Medical statistician

The work of medical statisticians is central to the design, analysis and interpretation of health research, including issues such as the monitoring and surveillance of health, identifying factors associated with disease, and the detecting and preventing of disease.

What does a medical statistician do?

Research is the focus of a medical statistician with their work influencing clinical practice to help guide public health education and policies or adding to current knowledge that sometimes leads to leading to further research studies.

Medical statisticians in an academic research unit are responsible for generating ideas and then designing, implementing and analysing clinical studies.

Take a look at our profiles of medical statisticians Ruth Coleman to learn more.

What qualifications do I need?

An undergraduate degree is a minimum requirement. While some tend to have a degree with a quantitative component, graduates and professionals from other disciplines can go into medical statistics with an appropriate master’s degree e.g. medical statistics, epidemiology and public health).

Several universities offer MSc courses in medical statistics (sometimes with a different course title).
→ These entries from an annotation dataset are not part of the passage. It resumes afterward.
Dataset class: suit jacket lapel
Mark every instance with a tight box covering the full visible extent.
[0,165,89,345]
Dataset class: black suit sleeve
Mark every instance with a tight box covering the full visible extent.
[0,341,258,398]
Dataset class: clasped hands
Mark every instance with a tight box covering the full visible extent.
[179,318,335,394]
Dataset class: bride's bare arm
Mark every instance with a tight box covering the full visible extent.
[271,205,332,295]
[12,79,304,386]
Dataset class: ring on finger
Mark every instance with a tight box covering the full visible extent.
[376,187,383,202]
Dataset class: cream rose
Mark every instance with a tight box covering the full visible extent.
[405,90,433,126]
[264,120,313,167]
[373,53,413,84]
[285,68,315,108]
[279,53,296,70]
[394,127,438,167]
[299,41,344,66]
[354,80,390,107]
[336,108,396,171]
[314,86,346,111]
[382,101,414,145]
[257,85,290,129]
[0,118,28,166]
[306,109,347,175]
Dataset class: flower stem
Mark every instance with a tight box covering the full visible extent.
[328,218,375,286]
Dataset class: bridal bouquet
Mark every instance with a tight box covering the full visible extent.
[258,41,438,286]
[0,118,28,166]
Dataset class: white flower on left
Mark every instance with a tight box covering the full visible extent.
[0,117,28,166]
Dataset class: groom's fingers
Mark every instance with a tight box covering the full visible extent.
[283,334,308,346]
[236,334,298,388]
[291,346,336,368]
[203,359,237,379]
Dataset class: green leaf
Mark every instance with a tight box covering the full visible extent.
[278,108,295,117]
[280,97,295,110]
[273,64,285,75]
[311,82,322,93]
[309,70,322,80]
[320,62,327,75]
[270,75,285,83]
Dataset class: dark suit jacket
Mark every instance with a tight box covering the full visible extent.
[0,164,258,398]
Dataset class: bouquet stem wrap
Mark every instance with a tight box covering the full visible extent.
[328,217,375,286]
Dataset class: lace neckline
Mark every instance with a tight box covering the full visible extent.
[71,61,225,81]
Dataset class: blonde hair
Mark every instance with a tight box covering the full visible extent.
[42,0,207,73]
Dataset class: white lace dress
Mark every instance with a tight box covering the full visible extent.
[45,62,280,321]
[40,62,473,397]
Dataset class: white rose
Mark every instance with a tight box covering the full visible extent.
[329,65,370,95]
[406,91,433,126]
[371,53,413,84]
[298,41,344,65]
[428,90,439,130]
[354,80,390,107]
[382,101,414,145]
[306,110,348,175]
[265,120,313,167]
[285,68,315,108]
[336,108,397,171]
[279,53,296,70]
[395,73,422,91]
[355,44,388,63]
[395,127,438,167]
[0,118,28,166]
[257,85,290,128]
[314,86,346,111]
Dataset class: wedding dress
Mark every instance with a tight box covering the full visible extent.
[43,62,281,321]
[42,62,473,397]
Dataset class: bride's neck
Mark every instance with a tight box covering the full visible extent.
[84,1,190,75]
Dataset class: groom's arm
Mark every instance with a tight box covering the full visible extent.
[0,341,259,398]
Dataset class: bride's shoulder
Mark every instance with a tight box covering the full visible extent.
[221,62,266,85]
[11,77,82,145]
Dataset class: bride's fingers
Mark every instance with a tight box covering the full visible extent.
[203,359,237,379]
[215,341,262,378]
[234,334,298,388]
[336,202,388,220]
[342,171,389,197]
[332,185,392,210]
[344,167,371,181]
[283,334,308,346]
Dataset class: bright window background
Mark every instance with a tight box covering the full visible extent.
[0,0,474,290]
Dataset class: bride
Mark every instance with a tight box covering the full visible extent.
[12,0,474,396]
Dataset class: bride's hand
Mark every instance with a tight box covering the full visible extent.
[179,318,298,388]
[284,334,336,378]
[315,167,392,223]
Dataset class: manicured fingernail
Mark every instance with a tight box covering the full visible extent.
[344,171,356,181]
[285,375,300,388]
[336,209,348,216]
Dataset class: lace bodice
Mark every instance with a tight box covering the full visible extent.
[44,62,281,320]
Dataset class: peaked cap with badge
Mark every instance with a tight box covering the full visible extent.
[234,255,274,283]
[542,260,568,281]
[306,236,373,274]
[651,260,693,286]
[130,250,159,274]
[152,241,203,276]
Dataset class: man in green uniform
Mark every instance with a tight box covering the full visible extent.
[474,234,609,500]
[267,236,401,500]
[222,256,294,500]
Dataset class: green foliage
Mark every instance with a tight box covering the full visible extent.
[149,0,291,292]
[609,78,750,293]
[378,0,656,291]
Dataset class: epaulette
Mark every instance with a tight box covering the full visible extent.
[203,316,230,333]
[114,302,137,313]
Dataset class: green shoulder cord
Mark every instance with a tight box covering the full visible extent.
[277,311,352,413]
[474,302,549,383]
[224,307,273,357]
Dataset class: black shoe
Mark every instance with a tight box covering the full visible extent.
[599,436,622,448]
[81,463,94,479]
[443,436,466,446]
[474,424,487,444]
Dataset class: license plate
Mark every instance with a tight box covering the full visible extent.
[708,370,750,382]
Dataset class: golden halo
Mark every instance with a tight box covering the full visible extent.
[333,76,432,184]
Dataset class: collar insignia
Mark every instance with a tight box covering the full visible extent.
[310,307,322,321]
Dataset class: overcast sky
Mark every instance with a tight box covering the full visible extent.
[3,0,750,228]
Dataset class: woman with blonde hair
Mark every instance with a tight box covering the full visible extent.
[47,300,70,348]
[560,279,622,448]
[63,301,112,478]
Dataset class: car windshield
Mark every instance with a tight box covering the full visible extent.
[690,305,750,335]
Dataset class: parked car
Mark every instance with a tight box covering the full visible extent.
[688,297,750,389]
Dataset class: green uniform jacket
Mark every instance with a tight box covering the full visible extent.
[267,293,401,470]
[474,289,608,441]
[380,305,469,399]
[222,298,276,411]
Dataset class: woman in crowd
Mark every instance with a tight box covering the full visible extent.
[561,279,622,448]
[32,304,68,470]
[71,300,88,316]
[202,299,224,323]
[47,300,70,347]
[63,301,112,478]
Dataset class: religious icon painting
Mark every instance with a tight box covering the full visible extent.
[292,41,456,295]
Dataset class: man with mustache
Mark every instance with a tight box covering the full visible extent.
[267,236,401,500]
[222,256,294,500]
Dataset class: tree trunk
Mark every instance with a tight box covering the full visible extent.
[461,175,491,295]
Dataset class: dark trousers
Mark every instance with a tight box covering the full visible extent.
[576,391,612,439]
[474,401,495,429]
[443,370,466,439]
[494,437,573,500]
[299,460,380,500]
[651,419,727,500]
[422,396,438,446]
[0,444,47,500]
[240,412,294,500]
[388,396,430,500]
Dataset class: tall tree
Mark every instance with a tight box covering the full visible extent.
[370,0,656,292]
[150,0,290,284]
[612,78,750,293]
These include the London School of Hygiene and Tropical Medicine and the Universities of Lancaster, Leicester, Reading and Southampton.

How do I find a job as a medical statistician?

Medical statisticians are mainly employed by most medical schools and universities, and by public sector research organizations (such as the Health Protection Agency and the World Health Organization). It is also possible to switch to the private sector or the civil service after a few years.

Advertisements for medical statisticians appear in several places, such as The Times and The Guardian, the RSS job board, electronic mailing lists (such as AllStat and Public-health) and medical school websites.

What are the career prospects of a medical statistician?

Most universities offer staff development programmes in which you may take short courses on for example computing software, presentational skills, management development and teaching skills.

Your professional work as a statistician might make it appropriate for you to seek the professional qualification of chartered statistician (CStat), which would give you a professional affiliation with the Royal Statistical Society.